Tetaplah menjadi sahabatku selamanya.!" Dhini mulai tersedu-sedu. Dia tidak bisa membayangkan bagaimana sakitnya perasaan Mya nantinya. Namun, dia selalu berdo'a agar perkiraannya salah tentang perasaan Mya pada Ryan.
***
Senja di ufuk barta mulai menampakkan warnya yang indah di pandang. Aku merapikan jelbabku sambil tersenyum bahagia. Menikmati warna kemerah-merahan sang mentari sore di bangku mesjid bersama Dhiny. Ku lirik Dhiny yang begitu gugup dan hanya melirik berkali-kali jam unik di pergelangan tangannya.

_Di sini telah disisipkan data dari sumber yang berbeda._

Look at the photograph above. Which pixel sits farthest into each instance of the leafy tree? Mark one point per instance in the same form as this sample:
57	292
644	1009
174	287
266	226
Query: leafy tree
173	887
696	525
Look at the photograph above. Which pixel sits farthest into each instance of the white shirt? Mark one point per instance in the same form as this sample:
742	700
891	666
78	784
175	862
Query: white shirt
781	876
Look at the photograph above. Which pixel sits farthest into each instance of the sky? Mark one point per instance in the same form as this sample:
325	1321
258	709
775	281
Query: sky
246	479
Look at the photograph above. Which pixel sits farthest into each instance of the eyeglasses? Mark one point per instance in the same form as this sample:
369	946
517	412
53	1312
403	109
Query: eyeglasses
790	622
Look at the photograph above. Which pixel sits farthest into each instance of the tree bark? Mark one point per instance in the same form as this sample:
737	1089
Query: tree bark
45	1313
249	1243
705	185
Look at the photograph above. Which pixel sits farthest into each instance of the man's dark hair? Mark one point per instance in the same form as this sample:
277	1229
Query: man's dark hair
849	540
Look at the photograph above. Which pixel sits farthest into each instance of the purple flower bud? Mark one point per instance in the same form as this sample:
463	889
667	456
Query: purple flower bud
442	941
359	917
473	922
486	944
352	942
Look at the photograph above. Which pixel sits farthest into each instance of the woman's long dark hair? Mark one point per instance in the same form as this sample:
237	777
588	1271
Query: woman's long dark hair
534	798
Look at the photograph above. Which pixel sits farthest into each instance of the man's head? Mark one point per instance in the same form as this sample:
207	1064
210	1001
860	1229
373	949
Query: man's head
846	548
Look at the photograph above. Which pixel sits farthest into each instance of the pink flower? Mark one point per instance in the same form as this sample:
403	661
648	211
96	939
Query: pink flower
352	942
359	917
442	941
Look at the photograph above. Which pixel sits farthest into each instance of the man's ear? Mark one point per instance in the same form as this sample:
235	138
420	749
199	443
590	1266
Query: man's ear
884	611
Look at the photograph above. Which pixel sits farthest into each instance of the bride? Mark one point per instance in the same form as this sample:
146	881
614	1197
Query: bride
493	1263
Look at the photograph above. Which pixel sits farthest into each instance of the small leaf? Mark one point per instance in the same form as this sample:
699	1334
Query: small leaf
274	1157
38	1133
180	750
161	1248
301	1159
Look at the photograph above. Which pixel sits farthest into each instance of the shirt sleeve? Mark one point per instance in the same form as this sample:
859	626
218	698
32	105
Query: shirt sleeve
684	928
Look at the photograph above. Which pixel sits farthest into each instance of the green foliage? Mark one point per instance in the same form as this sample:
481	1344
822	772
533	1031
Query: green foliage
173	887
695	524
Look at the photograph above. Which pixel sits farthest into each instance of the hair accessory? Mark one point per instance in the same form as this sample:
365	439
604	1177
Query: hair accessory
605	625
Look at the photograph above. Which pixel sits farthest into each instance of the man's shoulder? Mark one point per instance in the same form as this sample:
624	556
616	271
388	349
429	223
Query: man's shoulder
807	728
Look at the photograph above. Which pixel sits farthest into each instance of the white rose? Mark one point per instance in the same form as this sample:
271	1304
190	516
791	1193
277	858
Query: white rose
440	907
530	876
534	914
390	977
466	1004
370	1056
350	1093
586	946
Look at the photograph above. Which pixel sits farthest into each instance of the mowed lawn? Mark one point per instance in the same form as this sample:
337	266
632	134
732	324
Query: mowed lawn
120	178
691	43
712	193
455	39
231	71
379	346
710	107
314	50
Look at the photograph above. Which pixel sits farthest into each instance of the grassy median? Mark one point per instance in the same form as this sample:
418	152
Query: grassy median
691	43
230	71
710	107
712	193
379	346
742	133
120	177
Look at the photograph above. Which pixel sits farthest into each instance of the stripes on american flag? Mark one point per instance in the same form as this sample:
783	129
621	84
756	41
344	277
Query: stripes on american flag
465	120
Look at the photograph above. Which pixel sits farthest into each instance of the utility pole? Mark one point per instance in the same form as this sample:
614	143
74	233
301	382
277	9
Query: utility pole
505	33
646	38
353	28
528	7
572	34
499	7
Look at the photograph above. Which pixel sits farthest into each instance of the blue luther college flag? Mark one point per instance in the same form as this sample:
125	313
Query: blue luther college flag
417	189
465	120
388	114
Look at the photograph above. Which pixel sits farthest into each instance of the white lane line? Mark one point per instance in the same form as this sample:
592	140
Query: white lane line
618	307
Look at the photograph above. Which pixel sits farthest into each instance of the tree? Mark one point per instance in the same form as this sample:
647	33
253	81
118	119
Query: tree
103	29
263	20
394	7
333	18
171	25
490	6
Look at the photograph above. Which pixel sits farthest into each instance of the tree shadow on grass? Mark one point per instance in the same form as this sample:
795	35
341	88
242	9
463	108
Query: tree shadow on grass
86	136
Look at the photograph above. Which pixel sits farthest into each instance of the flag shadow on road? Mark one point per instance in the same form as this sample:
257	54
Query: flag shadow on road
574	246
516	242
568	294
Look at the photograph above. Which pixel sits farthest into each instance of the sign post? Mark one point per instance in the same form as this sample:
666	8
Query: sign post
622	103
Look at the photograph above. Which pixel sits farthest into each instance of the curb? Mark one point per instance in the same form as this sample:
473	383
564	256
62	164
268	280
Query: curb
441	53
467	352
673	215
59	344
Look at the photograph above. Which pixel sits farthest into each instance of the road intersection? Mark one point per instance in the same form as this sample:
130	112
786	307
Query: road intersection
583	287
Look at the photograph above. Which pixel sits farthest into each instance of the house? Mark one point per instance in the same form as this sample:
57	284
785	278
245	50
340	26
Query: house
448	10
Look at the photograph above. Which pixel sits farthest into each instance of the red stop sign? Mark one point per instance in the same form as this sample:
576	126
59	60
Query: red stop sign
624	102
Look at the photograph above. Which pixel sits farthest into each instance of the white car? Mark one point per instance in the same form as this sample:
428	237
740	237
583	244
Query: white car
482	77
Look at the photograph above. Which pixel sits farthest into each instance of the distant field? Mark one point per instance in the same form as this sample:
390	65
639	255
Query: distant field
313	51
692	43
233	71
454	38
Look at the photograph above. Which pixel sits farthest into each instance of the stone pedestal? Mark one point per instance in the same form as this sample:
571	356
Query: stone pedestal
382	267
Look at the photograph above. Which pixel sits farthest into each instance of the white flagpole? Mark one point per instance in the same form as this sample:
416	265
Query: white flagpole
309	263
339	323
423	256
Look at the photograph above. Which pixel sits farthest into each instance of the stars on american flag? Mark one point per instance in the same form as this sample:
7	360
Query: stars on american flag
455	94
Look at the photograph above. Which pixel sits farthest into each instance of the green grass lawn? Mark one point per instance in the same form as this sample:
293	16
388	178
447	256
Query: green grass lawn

"Dhin... kamu kenapa?" tanyaku.
"Hehehe... nggak kok. Memangnya jam berapa Ryan tiba?" tanyanya mengalihkan pembicaraan.
"Kayaknya sebentar lagi..sabar ya?" ucapku tersenyum.
Sebenarnya ada sebersit rasa aneh melihat tingkah dhiny yang kaku. Namun ku coba tepiskan semua hal-hal buruk yang dibisikkan syeithan terkutuk. Tiba-tiba sosok yang tinggi jangkung dengan kacamata minusnya menghampiriku dengan ngos-ngosan.
"Assalamu'alaikum...!" sapanya
"Wa'alaikumsalam!" balas kami berdua.Aku tertunduk pelan begitu juga dhiny.
" Dhiny... kamu kok ada disini?" tanyanya gugup.
Aku berpaling kearah Dhiny yang salah tingkah. Dhiny menatapku meminta pertolongan.